Here is how to calculate the lot sizes when Jack prefers to be honest. (I had a complex method involving dynamic programming but Peter Carpenter of Gwent, Wales showed me a much more elegant one.) The last lot Harout sends should have one coin. If he sends more coins at the end, Jack will certainly steal them. The next to last lot should have 2, then 3 and so on. This tells us how many to send if Harout's initial coin collection is of size 1 coin, 3 coins, 6, 10, 15, 21, 28, 36 ... coins.

These "perfect coin numbers" are derived from the series 1, 1+2, 1+2+3, 1+2+3+4, .... If Harout has 1+2+3+...+n coins initially, then he divides them into lots of size n, n-1, n-2, ..., and 1 and sends them in descending order. If Harout's initial collection is not a perfect number of coins, then his first lot is the number that will reduce his collection size to the next lower perfect coin number. For example, if he has 31 coins, his first lot will consist of 3 coins (reducing the remainder to 28, which is 1+2+3+...+7).

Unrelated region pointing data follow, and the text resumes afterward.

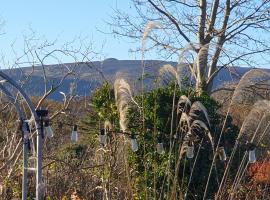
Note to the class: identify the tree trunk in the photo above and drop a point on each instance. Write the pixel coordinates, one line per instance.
(201, 70)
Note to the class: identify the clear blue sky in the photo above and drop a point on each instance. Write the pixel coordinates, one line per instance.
(62, 20)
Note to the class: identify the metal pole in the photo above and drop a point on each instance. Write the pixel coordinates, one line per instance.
(25, 161)
(39, 185)
(25, 140)
(39, 140)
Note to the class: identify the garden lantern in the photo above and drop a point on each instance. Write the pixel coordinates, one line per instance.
(134, 144)
(48, 129)
(222, 154)
(160, 148)
(74, 134)
(190, 150)
(251, 152)
(103, 137)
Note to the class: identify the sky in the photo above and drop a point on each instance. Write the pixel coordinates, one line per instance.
(61, 20)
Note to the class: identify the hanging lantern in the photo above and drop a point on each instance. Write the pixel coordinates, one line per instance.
(48, 129)
(74, 134)
(222, 154)
(252, 156)
(251, 152)
(26, 130)
(190, 151)
(103, 137)
(134, 144)
(160, 148)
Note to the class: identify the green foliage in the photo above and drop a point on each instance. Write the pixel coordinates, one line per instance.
(155, 175)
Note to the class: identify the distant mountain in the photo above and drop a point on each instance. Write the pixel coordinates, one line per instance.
(90, 75)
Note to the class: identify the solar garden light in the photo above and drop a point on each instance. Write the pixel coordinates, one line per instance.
(160, 148)
(190, 150)
(222, 154)
(133, 142)
(251, 148)
(48, 129)
(103, 137)
(38, 118)
(74, 134)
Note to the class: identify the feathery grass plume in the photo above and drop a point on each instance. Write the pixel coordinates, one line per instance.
(255, 123)
(169, 69)
(123, 98)
(196, 128)
(183, 104)
(107, 125)
(198, 111)
(185, 118)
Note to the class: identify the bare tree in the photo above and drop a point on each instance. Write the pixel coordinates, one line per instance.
(220, 34)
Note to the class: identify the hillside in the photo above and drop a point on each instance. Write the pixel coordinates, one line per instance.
(88, 75)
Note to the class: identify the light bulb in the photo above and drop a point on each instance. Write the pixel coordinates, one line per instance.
(74, 134)
(252, 156)
(134, 144)
(190, 151)
(160, 148)
(222, 154)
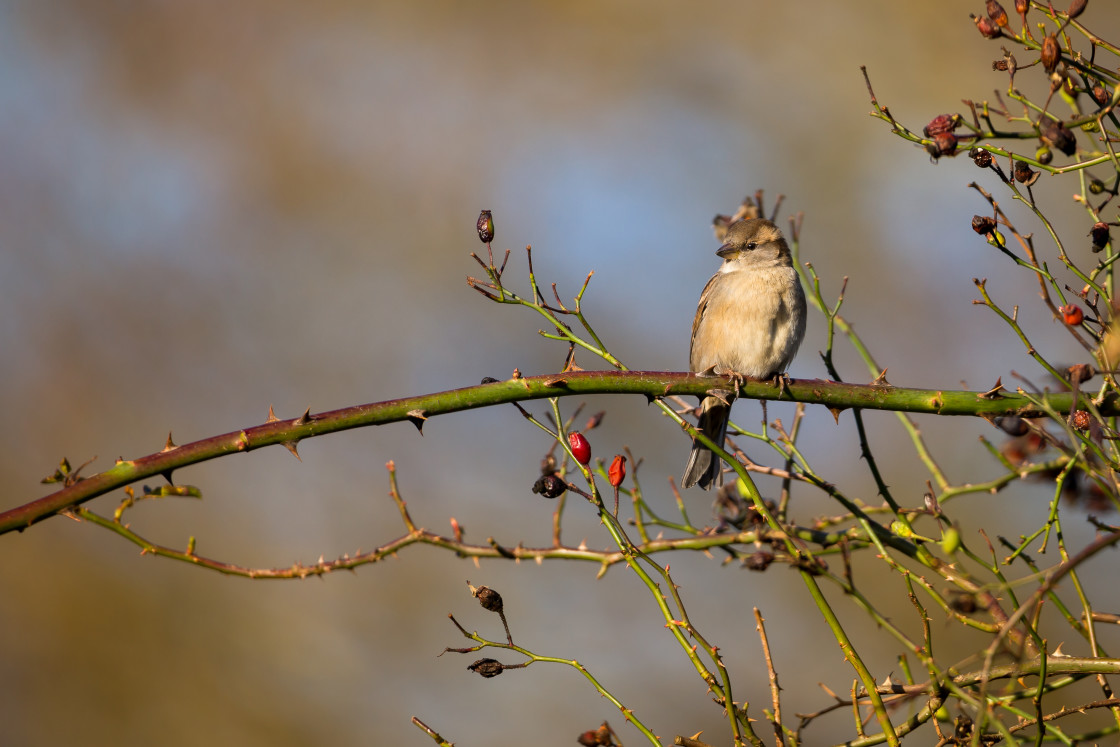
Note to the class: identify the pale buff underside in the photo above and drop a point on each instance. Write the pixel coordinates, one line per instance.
(744, 326)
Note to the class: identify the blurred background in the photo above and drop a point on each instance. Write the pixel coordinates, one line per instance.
(210, 207)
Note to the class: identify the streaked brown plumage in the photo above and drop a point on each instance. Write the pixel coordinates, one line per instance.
(750, 321)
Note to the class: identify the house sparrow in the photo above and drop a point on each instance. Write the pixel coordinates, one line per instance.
(749, 323)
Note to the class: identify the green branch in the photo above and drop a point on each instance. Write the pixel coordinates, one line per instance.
(834, 395)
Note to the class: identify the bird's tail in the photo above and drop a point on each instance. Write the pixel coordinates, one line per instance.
(703, 467)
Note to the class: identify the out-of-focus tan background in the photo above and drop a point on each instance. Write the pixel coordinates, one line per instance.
(210, 207)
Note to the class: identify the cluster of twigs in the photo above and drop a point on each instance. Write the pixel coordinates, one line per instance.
(1070, 439)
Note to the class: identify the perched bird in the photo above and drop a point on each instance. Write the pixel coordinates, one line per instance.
(749, 323)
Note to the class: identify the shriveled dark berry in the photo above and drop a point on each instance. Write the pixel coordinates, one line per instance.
(941, 123)
(997, 13)
(550, 486)
(1051, 54)
(1100, 234)
(980, 157)
(982, 224)
(487, 668)
(485, 226)
(488, 598)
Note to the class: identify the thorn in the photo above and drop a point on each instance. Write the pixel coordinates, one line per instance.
(994, 392)
(291, 447)
(417, 418)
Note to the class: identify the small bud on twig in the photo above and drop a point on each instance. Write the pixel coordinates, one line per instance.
(1051, 53)
(997, 13)
(1100, 234)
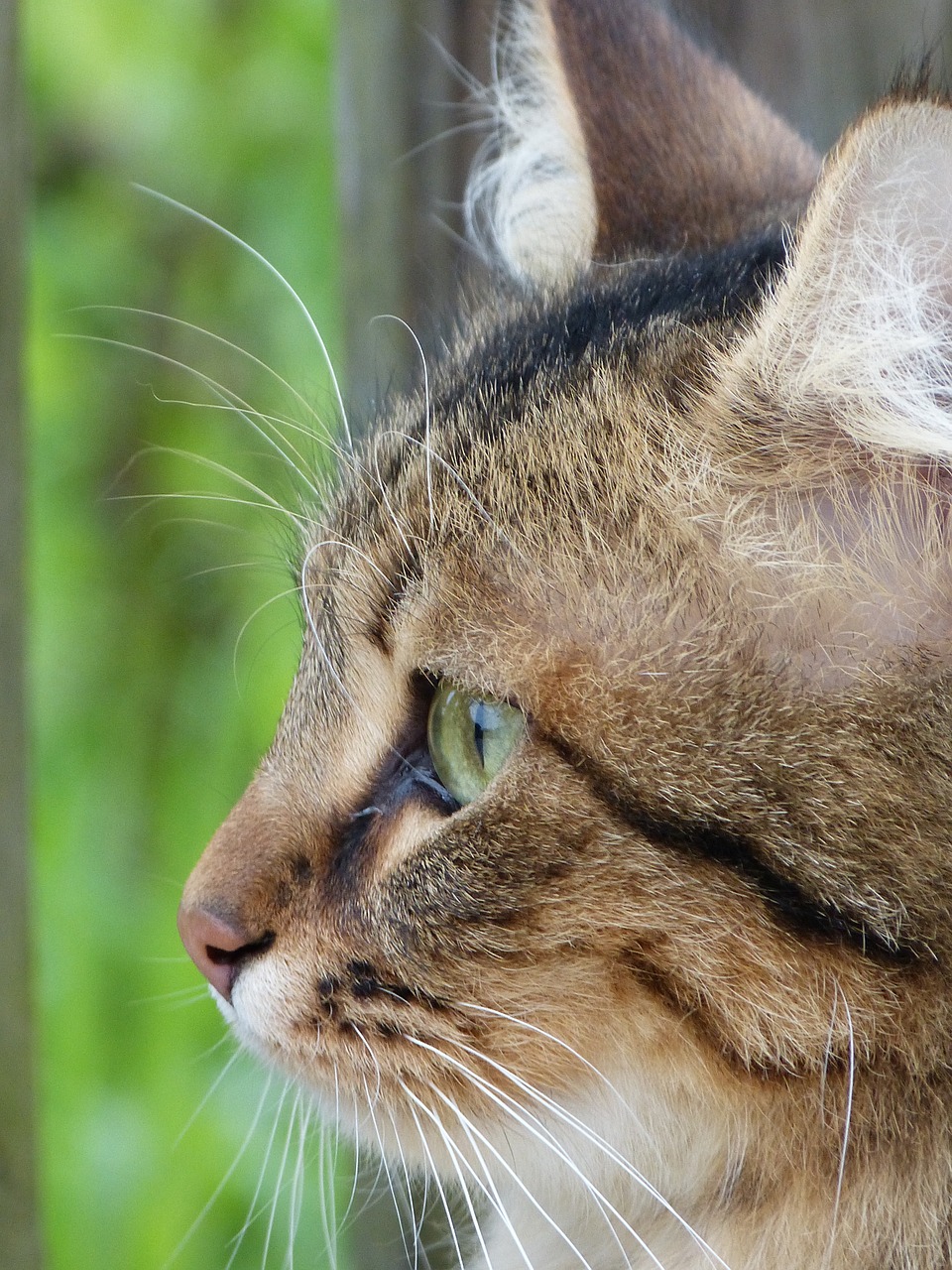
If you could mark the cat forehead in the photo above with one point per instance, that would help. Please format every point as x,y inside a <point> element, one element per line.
<point>512,377</point>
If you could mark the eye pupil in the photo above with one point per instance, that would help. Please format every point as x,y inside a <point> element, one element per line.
<point>470,739</point>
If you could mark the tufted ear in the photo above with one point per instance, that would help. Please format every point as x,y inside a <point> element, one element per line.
<point>619,137</point>
<point>860,333</point>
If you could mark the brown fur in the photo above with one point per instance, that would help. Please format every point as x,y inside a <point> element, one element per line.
<point>716,871</point>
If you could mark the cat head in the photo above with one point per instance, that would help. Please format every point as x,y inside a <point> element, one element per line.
<point>616,772</point>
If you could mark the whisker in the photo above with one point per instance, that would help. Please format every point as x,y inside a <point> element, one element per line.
<point>221,1185</point>
<point>595,1139</point>
<point>229,399</point>
<point>227,343</point>
<point>203,1103</point>
<point>847,1121</point>
<point>440,1191</point>
<point>386,1171</point>
<point>426,423</point>
<point>281,278</point>
<point>253,1210</point>
<point>547,1216</point>
<point>458,1159</point>
<point>280,1180</point>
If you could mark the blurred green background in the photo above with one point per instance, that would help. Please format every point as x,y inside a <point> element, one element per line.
<point>151,697</point>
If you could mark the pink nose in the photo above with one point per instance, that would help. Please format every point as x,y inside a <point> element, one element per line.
<point>217,947</point>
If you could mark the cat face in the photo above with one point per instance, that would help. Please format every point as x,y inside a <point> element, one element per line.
<point>607,818</point>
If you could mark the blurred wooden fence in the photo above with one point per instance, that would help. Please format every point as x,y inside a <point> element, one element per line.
<point>19,1241</point>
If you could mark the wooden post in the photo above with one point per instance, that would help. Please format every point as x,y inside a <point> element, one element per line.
<point>19,1241</point>
<point>404,148</point>
<point>821,62</point>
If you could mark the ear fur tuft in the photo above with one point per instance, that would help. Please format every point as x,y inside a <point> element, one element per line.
<point>861,329</point>
<point>530,200</point>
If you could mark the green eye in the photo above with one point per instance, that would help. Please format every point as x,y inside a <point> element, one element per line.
<point>470,738</point>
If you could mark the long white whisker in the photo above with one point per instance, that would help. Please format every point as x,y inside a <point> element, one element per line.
<point>253,1210</point>
<point>280,1180</point>
<point>517,1110</point>
<point>222,1184</point>
<point>538,1130</point>
<point>202,1105</point>
<point>547,1216</point>
<point>416,1223</point>
<point>440,1192</point>
<point>386,1171</point>
<point>243,352</point>
<point>602,1144</point>
<point>488,1187</point>
<point>457,1160</point>
<point>281,278</point>
<point>252,417</point>
<point>847,1121</point>
<point>426,423</point>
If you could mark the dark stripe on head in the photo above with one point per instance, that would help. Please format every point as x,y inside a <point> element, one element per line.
<point>787,899</point>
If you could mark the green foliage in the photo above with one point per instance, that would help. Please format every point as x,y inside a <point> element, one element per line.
<point>149,708</point>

If Jack prefers to be dishonest when profits are equal, then the argument becomes somewhat more complex. Below I sketch a solution that relies on the techniques called dynamic programming and recursion. If you find the going to be too rough, then you can get something very close by following puzzle enthusiast Peter Carpenter's approach: Given n coins, divide the lots based on the Jack-the-good-guy model for n-1 coins and then send 1 coin at the end. The following approach is just slightly better:

Let the function Merchant(n) = the number that the merchant will retain from the last n coins if the smuggler has been honest until that point and the merchant plays optimally.

The function Smuggler(n) = the number that the smuggler will get from the last n coins assuming the merchant follows the merchant's optimal strategy.

The function Try(n,k) determines what will happen when k are sent from the remaining n. If the smuggler will make at least as much from stealing the k as from taking a commission of 1 plus whatever the smuggler would earn from the merchant's strategy for n-k, then the smuggler will steal. Otherwise he won't.

We can define the value of Try(n,k) thusly:
If k >= [1 + Smuggler(n-k)], then the smuggler will steal the k. The merchant will deliver (n-k)/2 more to Zurich than he has already received and the smuggler will receive the k he has stolen in addition to whatever he has received as commission.

Otherwise, the smuggler won't steal. The merchant will then deliver k-1 on the current trip plus the value of Merchant(n-k). The smuggler will gain 1 for this trip plus the value of Smuggler(n-k).

We can set Merchant(0) = 0 and Smuggler(0) = 0, and also Merchant(1) = 0 and Smuggler(1) = 1 (because Harout will send his last coin with Jack if Jack has been honest up to that point).

Then we can build upwards from there. Suppose we have computed Merchant and Smuggler for inputs up through n-1. To figure out what the merchant should do when he has n coins and the smuggler has been honest up to that point, imagine that the merchant evaluates Try(n,k) for every k from 1 to n-1. The merchant then chooses the value of k that is best for him and chooses that as his next lot.

That reasoning generates an optimal division of lots. For example, with 12 coins initially, the lots would be 4, 3, 2, 2, 1. Jack will deliver the 4, the 3, and the first 2, but won't deliver the second 2, so Harout will send the last value by insured carrier.